On dit souvent des Dominicains qu'ils doivent être au premier plan du champ apostolique, aux frontières de l'évangélisation. Quels sont ces nouveaux champs apostoliques dans lesquels nous devons nous engager?

Je crois qu'il faut considérer de nombreuses frontières. Je me rappelle, avec une vive gratitude, le Chapitre d'Avila et ce qu'il a élaboré sur ces frontières. Je pense que nous avons là une belle description qui lie ce Chapitre avec les priorités élaborées à Quezon City en 1977. Avila a essayé d'élaborer les priorités de Quezon City dans une approche renouvelée et plus actuelle. Et je crois qu'elles expriment pour moi ce qu'est la mission de l'Ordre, dans un sens élargi. Mais, encore une fois, il vaut mieux attendre les Actes.

Un mot d'espérance pour l'ensemble de la famille dominicaine?
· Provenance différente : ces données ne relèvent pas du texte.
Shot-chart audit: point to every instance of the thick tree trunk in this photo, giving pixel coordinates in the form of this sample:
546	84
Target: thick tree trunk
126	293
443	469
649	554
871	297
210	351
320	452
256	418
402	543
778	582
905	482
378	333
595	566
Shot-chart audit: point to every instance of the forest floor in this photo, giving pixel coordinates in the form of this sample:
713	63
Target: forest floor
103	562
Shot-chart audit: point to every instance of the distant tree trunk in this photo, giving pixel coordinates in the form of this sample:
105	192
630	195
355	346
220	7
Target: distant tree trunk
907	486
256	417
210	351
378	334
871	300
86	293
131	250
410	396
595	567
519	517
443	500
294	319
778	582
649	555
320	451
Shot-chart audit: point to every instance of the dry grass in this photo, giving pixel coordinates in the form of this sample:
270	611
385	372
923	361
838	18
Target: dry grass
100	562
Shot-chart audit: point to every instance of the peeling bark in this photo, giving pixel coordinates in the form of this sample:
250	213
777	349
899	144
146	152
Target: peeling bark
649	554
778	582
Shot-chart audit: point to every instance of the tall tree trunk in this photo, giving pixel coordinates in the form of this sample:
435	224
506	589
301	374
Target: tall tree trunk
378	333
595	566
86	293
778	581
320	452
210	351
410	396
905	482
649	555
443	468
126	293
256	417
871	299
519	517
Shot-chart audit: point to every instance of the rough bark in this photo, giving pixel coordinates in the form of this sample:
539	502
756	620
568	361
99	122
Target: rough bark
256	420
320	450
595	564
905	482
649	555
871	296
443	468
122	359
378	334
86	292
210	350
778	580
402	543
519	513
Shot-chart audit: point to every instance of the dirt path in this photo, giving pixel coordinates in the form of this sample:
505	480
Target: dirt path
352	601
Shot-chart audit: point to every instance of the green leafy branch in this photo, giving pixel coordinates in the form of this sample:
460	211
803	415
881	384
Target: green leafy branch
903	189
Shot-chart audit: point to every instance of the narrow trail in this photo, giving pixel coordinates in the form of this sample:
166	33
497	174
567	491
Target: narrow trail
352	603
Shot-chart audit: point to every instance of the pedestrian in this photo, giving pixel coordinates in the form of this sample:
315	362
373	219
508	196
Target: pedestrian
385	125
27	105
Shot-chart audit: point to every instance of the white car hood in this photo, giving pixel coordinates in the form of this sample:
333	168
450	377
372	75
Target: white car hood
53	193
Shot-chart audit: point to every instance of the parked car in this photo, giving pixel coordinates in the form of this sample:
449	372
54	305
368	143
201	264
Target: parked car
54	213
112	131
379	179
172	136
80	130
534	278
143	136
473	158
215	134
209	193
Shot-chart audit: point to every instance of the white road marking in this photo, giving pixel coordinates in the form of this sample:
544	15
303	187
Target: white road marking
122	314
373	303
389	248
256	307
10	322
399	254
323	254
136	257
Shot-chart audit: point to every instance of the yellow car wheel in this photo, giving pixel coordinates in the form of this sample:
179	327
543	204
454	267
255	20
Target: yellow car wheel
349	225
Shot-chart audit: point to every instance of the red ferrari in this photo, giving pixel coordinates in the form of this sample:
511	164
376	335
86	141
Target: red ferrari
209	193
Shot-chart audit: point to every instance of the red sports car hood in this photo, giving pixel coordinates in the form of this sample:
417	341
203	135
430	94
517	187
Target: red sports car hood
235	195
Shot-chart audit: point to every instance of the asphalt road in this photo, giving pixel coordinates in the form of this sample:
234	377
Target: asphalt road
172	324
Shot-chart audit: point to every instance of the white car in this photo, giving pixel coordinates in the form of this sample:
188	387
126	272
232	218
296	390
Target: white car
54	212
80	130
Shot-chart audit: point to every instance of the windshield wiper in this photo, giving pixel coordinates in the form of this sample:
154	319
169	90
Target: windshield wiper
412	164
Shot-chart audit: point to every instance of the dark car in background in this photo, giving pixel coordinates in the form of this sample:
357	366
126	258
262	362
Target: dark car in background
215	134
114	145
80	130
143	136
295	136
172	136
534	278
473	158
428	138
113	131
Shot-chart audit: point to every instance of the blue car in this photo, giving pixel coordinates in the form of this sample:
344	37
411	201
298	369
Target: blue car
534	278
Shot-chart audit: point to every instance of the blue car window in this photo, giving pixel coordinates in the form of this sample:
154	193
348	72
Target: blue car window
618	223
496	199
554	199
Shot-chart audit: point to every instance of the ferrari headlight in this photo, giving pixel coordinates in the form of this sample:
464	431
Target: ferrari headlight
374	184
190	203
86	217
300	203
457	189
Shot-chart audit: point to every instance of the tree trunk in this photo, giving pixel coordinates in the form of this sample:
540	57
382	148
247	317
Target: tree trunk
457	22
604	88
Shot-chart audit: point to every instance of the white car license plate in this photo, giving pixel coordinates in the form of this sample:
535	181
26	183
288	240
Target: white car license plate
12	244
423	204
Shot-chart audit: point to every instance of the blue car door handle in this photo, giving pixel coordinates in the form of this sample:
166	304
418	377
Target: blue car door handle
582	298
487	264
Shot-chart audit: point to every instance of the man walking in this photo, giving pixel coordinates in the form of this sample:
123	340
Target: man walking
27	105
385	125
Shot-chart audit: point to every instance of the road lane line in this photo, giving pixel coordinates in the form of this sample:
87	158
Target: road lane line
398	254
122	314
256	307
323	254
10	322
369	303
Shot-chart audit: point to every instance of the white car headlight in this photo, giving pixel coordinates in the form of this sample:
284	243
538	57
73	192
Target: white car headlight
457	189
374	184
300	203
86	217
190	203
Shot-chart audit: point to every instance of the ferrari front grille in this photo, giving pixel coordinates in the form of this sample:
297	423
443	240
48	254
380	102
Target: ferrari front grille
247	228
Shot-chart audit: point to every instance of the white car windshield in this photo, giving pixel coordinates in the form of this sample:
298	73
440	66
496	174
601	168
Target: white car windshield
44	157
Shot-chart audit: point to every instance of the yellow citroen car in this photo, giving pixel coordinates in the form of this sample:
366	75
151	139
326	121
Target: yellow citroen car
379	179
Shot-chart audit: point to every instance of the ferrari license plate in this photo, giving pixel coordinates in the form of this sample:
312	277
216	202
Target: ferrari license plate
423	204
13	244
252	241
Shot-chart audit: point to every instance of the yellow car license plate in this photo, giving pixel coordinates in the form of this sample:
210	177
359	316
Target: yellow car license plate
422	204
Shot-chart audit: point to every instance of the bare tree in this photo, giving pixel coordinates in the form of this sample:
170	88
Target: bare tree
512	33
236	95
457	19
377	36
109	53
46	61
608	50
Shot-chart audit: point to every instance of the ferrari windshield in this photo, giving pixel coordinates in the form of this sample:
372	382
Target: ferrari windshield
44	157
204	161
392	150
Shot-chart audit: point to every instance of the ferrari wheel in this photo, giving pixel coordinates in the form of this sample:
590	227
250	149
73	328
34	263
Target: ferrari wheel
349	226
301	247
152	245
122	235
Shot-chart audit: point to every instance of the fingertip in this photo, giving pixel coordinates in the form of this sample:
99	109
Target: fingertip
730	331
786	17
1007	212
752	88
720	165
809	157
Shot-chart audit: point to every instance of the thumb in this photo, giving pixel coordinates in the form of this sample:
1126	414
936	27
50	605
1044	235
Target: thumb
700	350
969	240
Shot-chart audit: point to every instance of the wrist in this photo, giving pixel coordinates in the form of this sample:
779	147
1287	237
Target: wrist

Bon, vous savez, je n'ai pas participé à la rencontre de Manille, car tous ne pouvaient y être et j'avais du travail à Ste-Sabine. Le thème était " voix nouvelles pour le troisième millénaire ". Cette réunion nous a donné un sens nouveau de la célébration : celle de notre vocation commune. La famille dominicaine se compare à un orchestre symphonique. Dans un orchestre symphonique, bien sûr, il y a toutes sortes d'instruments. Vous avez de tout, à partir des percussions jusqu'aux joueurs de flûte. Certains peuvent être indifférents soit à la flûte, soit au tambour, mais quand tous les musiciens jouent ensemble, les sons des différents instruments s'harmonisent et l'orchestre symphonique résonne au diapason. Chacune de ses parties à besoin de l'autre. La Vérité est une symphonie, la Vérité est notre musique. Et si je pouvais imprégner dans l'esprit des capitulaires un seul souvenir de Timothy, c'est qu'il nous invitait, encore et toujours, à " chanter une nouvelle chanson " (Sing a new Song). Et à travers la musique de la Vérité…ne somme-nous pas nous-mêmes symphonie?